La vita nei lager comunisti

In questo splendido racconto, Varlam Shalamov racconta brevemente le condizioni di vita degli schiavi sovietici nei GuLag. Un racconto assolutamente da leggere (assieme a tutti gli altri "racconti di Kolyma" e Arcipelago Gulag) per chi ancora si dichiara comunista.

Il mullah tataro e la vita all’aria aperta - di Varlam Shalamov
I Racconti della Kolyma vol.1 pag. 103-114
Nella cella della prigione faceva così caldo che non si vedeva una mosca. Le enormi finestre con le grate di ferro erano completamente spalancate, ma questo non arrecava alcun sollievo perché dall’asfalto rovente del cortile arrivavano ondate d’aria calda e nella cella c’era persino più fresco che fuori.

Ci si era sbarazzati di tutti gli indumenti e centinaia di corpi nudi che sudavano esalando pesanti vapori si voltavano e rivoltavano sul pavimento — sopra i tavolacci a castello faceva troppo caldo. Ogni volta che il comandante faceva l’appello, i detenuti si mettevano in riga, vestiti con le sole mutande, restavano un’ora al gabinetto per i loro bisogni, annaffiandosi in continuazione con l’acqua fredda dei lavabi. Ma il sollievo non era duraturo. I podnarniki, quelli che per mancanza di posto erano sistemati per terra sotto i nary, i tavolacci, si erano ritrovati all’improvviso titolari dei posti migliori. Bisognava prepararsi a raggiungere «gli accampamenti lontani» e si scherzava, con il cupo umorismo della galera, dicendo che dopo la tortura del bagno di vapore ci sarebbe stata la tortura del congelamento.

Un mullah tataro, un detenuto sotto istruttoria per il famoso caso della «Grande Tataria», di cui noi eravamo già informati molto tempo prima che ne accennassero i giornali, un uomo solido e sanguigno di sessant’anni, con il petto possente coperto di peli grigi, e due occhi scuri e tondi dallo sguardo vivace, diceva, asciugandosi continuamente il cranio calvo e lucente con uno straccetto bagnato:

— Basta che non mi fucilino. Se mi appioppano dieci anni è una fesseria. Una pena del genere può far paura solo a chi conta di vivere fino a quarant’anni. Ma io conto di vivere fino agli ottanta.

Al ritorno dall’ora d’aria, il mullah saliva di corsa al quinto piano senza nessun affanno.
— Se me ne danno più di dieci, — continuava le sue riflessioni ad alta voce, — in prigione me la caverò lo stesso, fossero anche vent’anni, ma se è nel lager che mi mandano — il mullah tacque ...vita all’aperto, aria pura, allora dieci anni.

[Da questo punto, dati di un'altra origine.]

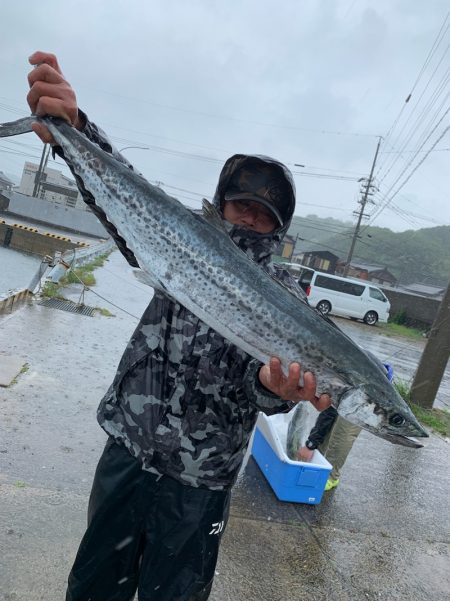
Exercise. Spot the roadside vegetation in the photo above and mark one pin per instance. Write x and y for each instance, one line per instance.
(79, 275)
(436, 419)
(398, 325)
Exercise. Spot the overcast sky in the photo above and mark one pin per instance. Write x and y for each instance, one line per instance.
(310, 82)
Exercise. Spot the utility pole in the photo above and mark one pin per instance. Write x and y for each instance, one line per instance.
(38, 176)
(364, 201)
(434, 357)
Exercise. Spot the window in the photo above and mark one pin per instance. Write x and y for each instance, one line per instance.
(375, 293)
(339, 285)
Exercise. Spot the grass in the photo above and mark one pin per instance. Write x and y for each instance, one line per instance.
(395, 329)
(80, 275)
(436, 419)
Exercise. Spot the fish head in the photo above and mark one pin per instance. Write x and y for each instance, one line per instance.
(382, 411)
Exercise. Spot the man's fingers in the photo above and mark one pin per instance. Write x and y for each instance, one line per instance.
(39, 57)
(53, 107)
(321, 403)
(41, 90)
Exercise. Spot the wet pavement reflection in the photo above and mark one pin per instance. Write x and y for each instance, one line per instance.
(383, 534)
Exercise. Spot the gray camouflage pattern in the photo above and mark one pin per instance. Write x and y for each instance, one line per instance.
(184, 400)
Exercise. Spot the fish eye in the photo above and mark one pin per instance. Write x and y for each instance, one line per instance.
(396, 420)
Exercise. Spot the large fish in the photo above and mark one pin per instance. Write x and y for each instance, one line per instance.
(195, 262)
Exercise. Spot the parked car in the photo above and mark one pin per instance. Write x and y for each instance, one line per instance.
(345, 297)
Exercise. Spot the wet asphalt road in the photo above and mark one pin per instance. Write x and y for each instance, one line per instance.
(383, 534)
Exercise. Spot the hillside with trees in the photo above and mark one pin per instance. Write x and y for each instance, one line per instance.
(412, 256)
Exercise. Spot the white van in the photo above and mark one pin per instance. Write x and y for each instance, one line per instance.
(346, 297)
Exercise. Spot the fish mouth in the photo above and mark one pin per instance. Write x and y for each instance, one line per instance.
(405, 441)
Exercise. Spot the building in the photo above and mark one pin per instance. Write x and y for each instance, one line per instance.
(5, 183)
(54, 186)
(364, 271)
(424, 290)
(320, 260)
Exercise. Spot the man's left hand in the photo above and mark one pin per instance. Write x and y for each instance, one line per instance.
(288, 387)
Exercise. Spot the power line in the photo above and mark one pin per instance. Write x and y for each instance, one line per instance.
(436, 43)
(405, 181)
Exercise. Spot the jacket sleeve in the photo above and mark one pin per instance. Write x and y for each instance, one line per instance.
(323, 425)
(97, 136)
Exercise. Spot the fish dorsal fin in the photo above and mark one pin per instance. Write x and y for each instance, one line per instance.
(212, 215)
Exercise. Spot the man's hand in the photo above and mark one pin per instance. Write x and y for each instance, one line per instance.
(287, 387)
(50, 94)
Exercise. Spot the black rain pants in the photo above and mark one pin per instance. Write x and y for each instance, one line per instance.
(146, 533)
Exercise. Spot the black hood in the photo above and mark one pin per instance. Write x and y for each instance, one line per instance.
(258, 247)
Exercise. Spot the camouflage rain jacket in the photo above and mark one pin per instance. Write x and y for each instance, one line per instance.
(184, 400)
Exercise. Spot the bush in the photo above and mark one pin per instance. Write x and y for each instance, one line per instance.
(401, 318)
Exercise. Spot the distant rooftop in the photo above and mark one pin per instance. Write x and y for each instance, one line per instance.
(424, 289)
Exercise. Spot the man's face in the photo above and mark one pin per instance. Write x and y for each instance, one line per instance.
(250, 215)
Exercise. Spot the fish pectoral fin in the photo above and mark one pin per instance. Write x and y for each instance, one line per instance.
(15, 128)
(146, 278)
(212, 215)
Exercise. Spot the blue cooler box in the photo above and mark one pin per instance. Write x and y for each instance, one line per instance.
(294, 481)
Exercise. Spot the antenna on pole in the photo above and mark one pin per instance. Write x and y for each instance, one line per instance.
(368, 191)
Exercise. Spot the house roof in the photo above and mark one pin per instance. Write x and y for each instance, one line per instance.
(369, 267)
(424, 289)
(4, 178)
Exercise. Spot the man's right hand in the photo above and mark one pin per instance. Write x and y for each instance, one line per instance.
(50, 94)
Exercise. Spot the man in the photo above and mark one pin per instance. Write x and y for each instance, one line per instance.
(181, 409)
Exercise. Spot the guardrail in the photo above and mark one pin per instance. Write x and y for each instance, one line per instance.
(71, 258)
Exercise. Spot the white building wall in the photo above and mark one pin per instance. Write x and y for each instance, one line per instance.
(53, 176)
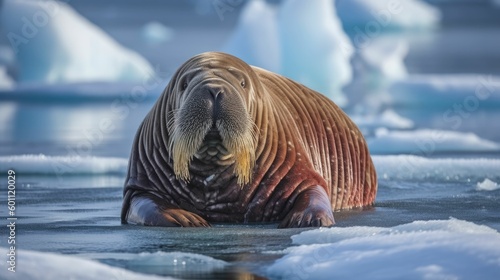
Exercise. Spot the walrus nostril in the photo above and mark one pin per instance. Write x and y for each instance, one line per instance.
(215, 92)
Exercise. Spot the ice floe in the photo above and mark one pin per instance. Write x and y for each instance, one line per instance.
(417, 168)
(63, 165)
(439, 249)
(428, 142)
(374, 17)
(457, 93)
(55, 44)
(487, 185)
(49, 266)
(303, 41)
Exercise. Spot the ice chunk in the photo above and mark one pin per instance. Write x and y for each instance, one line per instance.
(315, 50)
(154, 32)
(467, 91)
(177, 261)
(487, 185)
(63, 165)
(85, 91)
(387, 119)
(55, 44)
(256, 39)
(416, 168)
(41, 266)
(451, 249)
(370, 18)
(6, 81)
(428, 142)
(301, 40)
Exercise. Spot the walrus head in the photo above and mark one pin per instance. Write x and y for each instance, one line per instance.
(210, 119)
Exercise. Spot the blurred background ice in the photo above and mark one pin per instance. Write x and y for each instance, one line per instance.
(420, 78)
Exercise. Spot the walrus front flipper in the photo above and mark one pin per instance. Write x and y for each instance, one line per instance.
(310, 209)
(144, 211)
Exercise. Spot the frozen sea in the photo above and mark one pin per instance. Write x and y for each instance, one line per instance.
(435, 144)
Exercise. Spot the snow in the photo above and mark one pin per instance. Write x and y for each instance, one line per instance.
(303, 41)
(155, 32)
(54, 44)
(436, 249)
(85, 91)
(63, 165)
(428, 142)
(458, 93)
(315, 50)
(40, 266)
(487, 185)
(370, 18)
(255, 39)
(422, 169)
(387, 119)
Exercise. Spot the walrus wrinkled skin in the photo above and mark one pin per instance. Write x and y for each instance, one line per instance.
(229, 142)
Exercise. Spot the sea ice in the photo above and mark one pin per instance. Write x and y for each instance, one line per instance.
(422, 169)
(428, 142)
(487, 185)
(303, 41)
(449, 249)
(55, 44)
(49, 266)
(155, 32)
(6, 81)
(63, 165)
(456, 92)
(255, 39)
(370, 18)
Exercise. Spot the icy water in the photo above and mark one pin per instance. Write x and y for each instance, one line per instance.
(73, 210)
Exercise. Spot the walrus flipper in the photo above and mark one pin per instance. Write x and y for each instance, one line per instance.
(311, 208)
(145, 211)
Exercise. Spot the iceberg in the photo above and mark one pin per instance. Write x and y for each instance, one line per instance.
(428, 142)
(155, 33)
(455, 92)
(487, 185)
(435, 249)
(370, 18)
(255, 39)
(303, 41)
(315, 50)
(387, 119)
(422, 169)
(6, 81)
(67, 165)
(48, 266)
(54, 44)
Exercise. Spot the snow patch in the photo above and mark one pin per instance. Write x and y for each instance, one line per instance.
(301, 40)
(428, 142)
(451, 248)
(55, 44)
(63, 165)
(41, 266)
(421, 169)
(438, 91)
(373, 17)
(487, 185)
(155, 33)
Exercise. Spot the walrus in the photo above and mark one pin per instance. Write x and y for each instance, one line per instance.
(227, 142)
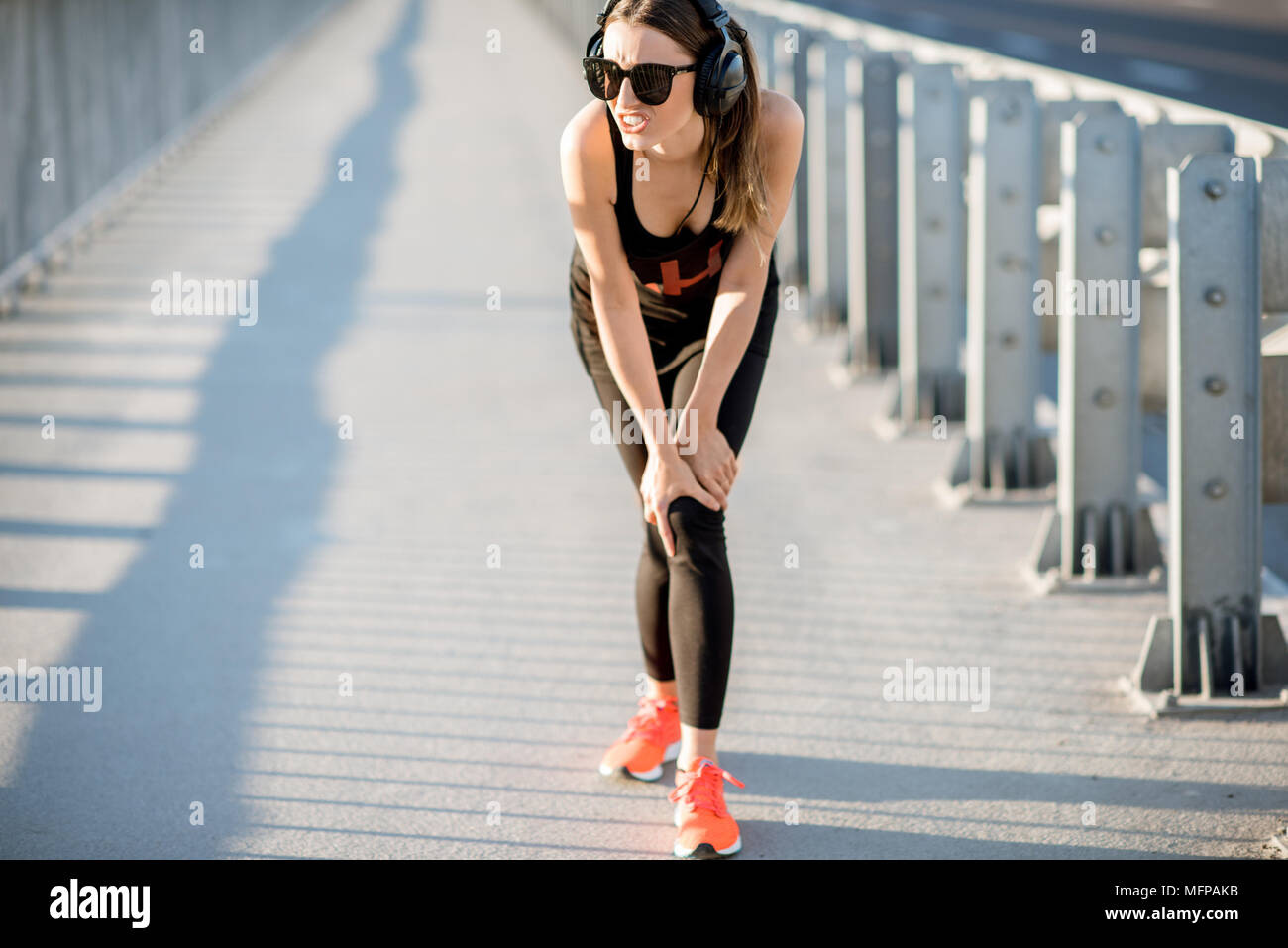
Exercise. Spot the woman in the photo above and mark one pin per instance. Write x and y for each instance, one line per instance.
(675, 309)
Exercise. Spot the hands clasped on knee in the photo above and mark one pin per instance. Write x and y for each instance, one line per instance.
(706, 474)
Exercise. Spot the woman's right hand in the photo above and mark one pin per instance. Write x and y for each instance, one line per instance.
(668, 476)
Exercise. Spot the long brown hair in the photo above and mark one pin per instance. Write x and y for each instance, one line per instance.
(737, 159)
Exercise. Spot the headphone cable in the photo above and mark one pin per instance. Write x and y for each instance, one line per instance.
(709, 155)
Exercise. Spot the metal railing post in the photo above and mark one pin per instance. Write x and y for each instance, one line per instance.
(1214, 643)
(825, 63)
(1099, 528)
(874, 291)
(1003, 450)
(931, 254)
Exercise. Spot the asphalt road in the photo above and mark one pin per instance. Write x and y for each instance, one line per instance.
(419, 640)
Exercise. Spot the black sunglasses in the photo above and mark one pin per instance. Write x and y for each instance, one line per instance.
(651, 81)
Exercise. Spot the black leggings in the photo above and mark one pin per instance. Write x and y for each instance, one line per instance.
(686, 601)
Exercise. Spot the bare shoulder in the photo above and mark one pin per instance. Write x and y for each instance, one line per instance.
(587, 153)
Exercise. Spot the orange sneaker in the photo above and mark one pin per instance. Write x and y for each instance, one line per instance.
(706, 828)
(652, 738)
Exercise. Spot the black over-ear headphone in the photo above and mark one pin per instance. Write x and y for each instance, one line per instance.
(721, 73)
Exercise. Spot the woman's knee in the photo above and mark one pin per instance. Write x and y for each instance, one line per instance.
(695, 524)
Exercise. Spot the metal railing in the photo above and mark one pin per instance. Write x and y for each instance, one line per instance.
(93, 95)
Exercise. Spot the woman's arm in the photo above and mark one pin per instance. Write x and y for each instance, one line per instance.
(589, 175)
(589, 172)
(737, 305)
(745, 273)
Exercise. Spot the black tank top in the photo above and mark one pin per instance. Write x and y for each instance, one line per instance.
(677, 277)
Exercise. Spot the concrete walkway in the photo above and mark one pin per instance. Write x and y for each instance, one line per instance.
(483, 695)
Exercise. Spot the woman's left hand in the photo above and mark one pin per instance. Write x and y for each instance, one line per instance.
(704, 449)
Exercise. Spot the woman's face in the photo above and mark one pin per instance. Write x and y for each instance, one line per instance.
(629, 46)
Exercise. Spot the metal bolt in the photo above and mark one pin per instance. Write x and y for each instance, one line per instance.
(1215, 489)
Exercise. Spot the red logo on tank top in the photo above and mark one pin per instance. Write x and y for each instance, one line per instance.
(674, 286)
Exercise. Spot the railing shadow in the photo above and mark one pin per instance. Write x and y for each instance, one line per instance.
(180, 647)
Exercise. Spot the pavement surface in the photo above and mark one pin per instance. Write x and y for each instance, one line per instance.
(464, 562)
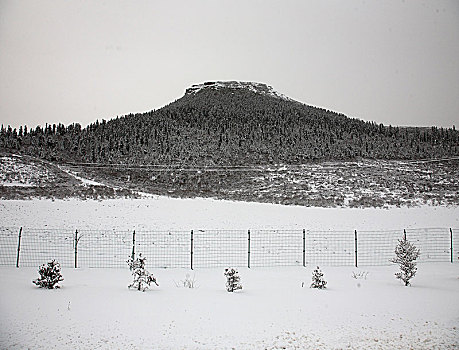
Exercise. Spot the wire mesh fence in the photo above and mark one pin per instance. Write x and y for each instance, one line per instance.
(216, 248)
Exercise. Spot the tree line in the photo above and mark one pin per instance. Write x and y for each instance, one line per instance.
(229, 127)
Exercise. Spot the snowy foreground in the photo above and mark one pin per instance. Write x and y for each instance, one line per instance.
(162, 213)
(94, 309)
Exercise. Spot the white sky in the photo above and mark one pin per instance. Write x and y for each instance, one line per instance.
(395, 62)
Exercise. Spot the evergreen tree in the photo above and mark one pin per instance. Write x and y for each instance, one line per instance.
(318, 280)
(50, 275)
(142, 278)
(232, 280)
(406, 254)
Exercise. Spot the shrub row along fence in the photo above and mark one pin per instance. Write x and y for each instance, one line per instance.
(215, 248)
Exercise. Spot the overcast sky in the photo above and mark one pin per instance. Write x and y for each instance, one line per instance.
(395, 62)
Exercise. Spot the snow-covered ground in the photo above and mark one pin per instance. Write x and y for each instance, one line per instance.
(162, 213)
(95, 310)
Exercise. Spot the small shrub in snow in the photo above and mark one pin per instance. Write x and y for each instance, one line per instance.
(318, 279)
(50, 275)
(232, 280)
(142, 278)
(359, 275)
(406, 254)
(188, 282)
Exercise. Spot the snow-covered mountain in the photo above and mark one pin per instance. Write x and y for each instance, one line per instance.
(258, 88)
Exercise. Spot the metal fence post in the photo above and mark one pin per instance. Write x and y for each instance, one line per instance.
(133, 246)
(355, 239)
(76, 247)
(304, 248)
(19, 246)
(248, 252)
(191, 249)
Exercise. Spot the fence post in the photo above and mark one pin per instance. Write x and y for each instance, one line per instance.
(19, 246)
(191, 249)
(133, 246)
(355, 239)
(304, 248)
(248, 252)
(76, 247)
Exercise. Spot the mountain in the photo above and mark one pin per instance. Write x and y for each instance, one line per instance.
(230, 123)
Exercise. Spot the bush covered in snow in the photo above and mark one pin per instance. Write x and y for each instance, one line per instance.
(50, 275)
(406, 254)
(318, 280)
(142, 278)
(188, 282)
(232, 280)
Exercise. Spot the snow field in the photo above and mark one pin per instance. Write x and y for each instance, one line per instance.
(95, 309)
(163, 213)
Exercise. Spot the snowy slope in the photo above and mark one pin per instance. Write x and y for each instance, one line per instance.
(255, 87)
(163, 213)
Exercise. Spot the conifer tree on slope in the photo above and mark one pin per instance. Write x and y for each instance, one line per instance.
(406, 254)
(232, 280)
(50, 275)
(142, 278)
(318, 280)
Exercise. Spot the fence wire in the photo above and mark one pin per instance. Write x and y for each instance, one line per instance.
(217, 248)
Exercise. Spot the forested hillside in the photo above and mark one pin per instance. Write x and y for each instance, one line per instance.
(229, 124)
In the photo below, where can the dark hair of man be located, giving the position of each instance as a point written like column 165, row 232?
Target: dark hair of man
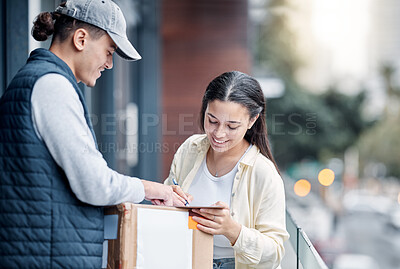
column 242, row 89
column 61, row 27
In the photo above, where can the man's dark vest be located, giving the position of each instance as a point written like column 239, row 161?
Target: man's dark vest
column 42, row 223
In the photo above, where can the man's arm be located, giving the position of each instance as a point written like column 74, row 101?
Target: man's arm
column 58, row 117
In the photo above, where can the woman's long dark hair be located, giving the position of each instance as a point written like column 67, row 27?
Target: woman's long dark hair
column 60, row 26
column 245, row 90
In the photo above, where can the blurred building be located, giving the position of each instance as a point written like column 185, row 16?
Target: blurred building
column 142, row 111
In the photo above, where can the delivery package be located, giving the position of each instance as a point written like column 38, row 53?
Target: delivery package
column 154, row 237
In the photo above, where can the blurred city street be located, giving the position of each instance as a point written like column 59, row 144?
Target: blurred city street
column 365, row 231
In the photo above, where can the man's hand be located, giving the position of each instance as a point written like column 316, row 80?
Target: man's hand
column 163, row 194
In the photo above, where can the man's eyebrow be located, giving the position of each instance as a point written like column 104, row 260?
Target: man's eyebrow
column 230, row 121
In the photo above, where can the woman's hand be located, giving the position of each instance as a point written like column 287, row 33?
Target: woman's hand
column 218, row 221
column 179, row 197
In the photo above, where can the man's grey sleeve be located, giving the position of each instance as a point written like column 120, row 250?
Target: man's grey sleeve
column 59, row 121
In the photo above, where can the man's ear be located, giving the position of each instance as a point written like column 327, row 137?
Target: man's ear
column 80, row 38
column 252, row 121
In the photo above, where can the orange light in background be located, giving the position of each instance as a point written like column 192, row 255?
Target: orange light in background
column 326, row 177
column 302, row 187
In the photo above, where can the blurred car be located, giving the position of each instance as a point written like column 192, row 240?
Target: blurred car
column 355, row 261
column 394, row 217
column 360, row 201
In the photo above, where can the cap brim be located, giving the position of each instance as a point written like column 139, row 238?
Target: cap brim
column 125, row 48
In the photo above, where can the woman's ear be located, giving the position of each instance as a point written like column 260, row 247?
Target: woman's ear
column 252, row 121
column 80, row 38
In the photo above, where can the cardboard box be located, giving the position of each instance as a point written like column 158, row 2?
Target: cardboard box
column 123, row 251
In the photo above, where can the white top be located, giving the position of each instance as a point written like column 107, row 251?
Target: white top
column 207, row 189
column 58, row 119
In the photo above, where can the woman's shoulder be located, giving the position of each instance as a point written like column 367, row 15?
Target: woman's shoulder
column 195, row 141
column 265, row 168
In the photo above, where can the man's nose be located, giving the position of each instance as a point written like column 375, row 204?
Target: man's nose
column 109, row 63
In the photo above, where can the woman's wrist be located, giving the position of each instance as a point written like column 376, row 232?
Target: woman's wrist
column 233, row 233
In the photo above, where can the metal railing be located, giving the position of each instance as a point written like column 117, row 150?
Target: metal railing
column 307, row 256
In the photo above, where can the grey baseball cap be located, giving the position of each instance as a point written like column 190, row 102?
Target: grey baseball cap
column 106, row 15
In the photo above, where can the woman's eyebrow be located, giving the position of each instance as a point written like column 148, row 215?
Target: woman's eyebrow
column 230, row 121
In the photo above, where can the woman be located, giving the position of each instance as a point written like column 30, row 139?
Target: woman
column 231, row 166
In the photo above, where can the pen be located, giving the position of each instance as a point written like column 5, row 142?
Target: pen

Questo mullah intelligente e sveglio mi è ritornato in mente oggi, rileggendo le Memorie di una casa morta. Il mullah sapeva cos’era «l’aria pura». Morozov e la Figner (due rivoluzionari incarcerati nelle prigioni zariste NDR) trascorsero vent’anni nella fortezza di Schlusselburg, con un regime carcerario severissimo e ne uscirono perfettamente in grado di lavorare. La Figner ebbe forze sufficienti per continuare ad occuparsi dell’attività rivoluzionaria e poi scrivere dieci volumi di memorie sugli orrori patiti, mentre Morozov pubblicò una serie di noti lavori scientifici e fece un matrimonio d’amore con una ginnasiale.

Nel lager, perché un uomo giovane e in buona salute — che ha iniziato la sua carriera sul fronte di taglio di un giacimento aurifero, in inverno, all’aria pura si trasformi in un dochodjaga, un morto che cammina, bastano da venti a trenta giorni di lavoro, con orari giornalieri di sedici ore, senza giorni di riposo, con una fame costante, gli abiti a brandelli e le notti passate sotto una tenda catramata piena di buchi mentre all’esterno la temperatura scende a meno sessanta gradi, con i pestaggi dei «caporali», degli starosta scelti tra i malavitosi, dei soldati della scorta. Sono termini ampiamente verificati. Le squadre che aprono la stagione aurifera e portano il nome del loro caposquadra, alla fine del periodo di scavo non hanno più neanche uno degli uomini presenti inizialmente, a parte il caposquadra stesso, il «piantone» responsabile della baracca e qualche amico personale del caposquadra. Gli altri elementi cambiano tutti, e più volte nel corso di una stagione. Il giacimento aurifero getta senza sosta le scorie umane della produzione negli ospedali, nelle cosiddette «squadre di ristabilimento», nei centri per invalidi e nelle fosse comuni.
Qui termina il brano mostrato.